Overnight test pending to see whether it actually solves it fairly reliably…

Huh, this is an interesting piece of information. And there's some logic in it, too.

ST might want to start to be more precise in its documentation. Btw., that sentence appeared only in the latest version of the RM...

JW

CHead
Associate III

Overnight test ran ~17,000 resets and rewriting the data that used to get corrupted at 64-bit size resulted in it not getting corrupted.

Thank you for posting this information. I experienced exactly the same behavior on my STM32H743 MCU where my application tried to communicate with my bootloader. The application writes data to address 0x20000000 (DTCM RAM) just before calling HAL_NVIC_SystemReset(). Using the debugger, the memory looks fine before the reset, but after resetting, the memory contained the old value again.

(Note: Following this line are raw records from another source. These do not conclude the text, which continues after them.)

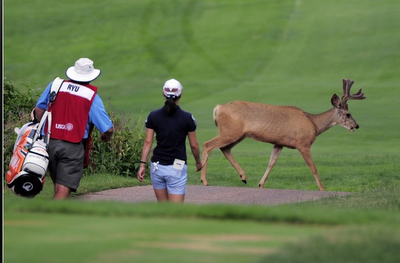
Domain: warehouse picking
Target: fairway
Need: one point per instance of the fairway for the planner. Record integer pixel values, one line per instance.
(293, 52)
(103, 239)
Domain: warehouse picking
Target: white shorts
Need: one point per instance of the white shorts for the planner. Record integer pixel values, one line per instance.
(168, 177)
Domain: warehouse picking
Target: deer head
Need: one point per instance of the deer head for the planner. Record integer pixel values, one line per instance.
(343, 115)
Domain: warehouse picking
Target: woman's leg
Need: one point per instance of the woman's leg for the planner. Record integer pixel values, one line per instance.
(161, 195)
(176, 198)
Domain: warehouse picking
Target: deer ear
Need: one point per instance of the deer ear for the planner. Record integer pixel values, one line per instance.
(335, 101)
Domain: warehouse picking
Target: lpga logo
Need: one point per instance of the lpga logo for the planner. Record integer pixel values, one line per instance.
(27, 186)
(68, 126)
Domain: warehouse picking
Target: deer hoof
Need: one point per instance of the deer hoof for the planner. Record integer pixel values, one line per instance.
(205, 183)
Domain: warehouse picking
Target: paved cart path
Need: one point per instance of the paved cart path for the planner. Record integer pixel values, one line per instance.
(214, 195)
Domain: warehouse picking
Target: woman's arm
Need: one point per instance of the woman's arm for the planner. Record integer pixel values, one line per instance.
(148, 142)
(194, 146)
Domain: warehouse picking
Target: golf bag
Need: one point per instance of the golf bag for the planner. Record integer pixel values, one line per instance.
(28, 165)
(29, 162)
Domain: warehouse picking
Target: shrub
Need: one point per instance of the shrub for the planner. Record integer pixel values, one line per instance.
(120, 156)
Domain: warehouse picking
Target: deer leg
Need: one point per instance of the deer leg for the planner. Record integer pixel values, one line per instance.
(309, 161)
(272, 160)
(228, 154)
(217, 142)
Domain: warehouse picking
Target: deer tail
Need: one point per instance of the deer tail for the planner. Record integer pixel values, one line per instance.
(215, 116)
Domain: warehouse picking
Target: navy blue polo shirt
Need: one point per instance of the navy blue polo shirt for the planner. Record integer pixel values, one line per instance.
(171, 132)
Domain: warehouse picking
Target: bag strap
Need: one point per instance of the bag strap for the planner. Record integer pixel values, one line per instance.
(55, 87)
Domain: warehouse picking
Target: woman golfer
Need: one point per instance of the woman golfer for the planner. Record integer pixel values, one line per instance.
(168, 167)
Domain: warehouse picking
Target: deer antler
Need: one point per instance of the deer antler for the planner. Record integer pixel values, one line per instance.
(359, 95)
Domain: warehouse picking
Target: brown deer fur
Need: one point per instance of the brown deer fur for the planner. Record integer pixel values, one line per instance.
(282, 126)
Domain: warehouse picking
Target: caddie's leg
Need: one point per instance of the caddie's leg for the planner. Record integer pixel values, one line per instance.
(61, 192)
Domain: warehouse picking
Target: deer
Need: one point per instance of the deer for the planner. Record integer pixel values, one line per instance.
(282, 126)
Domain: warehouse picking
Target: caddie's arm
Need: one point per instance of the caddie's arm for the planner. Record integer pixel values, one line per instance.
(106, 136)
(37, 114)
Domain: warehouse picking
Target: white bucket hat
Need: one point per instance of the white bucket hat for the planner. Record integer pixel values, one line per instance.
(172, 88)
(83, 71)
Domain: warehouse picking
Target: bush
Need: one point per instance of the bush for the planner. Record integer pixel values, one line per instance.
(120, 156)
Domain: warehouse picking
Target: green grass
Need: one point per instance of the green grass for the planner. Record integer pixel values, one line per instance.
(276, 52)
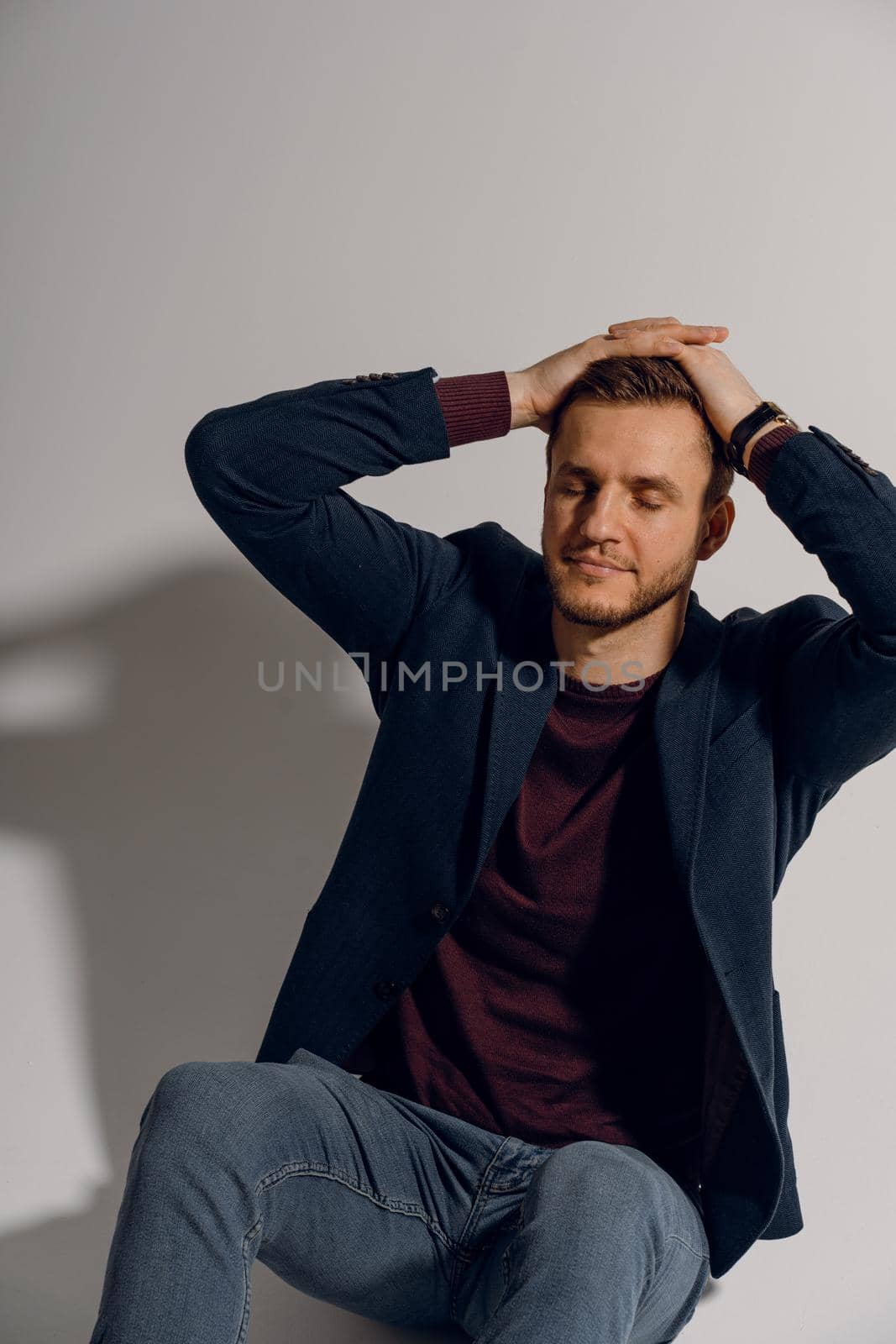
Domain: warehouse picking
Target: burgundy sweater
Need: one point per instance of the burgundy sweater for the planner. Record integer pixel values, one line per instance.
(566, 999)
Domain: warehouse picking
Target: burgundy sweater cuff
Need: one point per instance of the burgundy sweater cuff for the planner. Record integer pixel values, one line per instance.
(765, 452)
(476, 407)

It was solved (thanks to your posting) by adding the following line of code:

*((volatile uint64_t *) 0x20000000) = *((volatile uint64_t *) 0x20000000);

You wrote the problem doesn’t seem to happen using DTCM, but in my case I'm using DTCM. Maybe it depends on the MCU type.

Piranha
Chief II

This is really interesting. Here is a question to both - @CHead​ and @Harrold​.

> Using the debugger, the memory looks fine before the reset, but after resetting, the memory contained the old value again.

Is that memory marked as volatile? Because, if it isn't, the compiler is not required to store it immediately. The store can be placed even after NVIC_SystemReset(), which would produce exactly these results.

In my case, yes. When I said I used the debugger, I mean I printed the memory by address, not the variable (which the debugger could have interpreted as a request to print a register instead).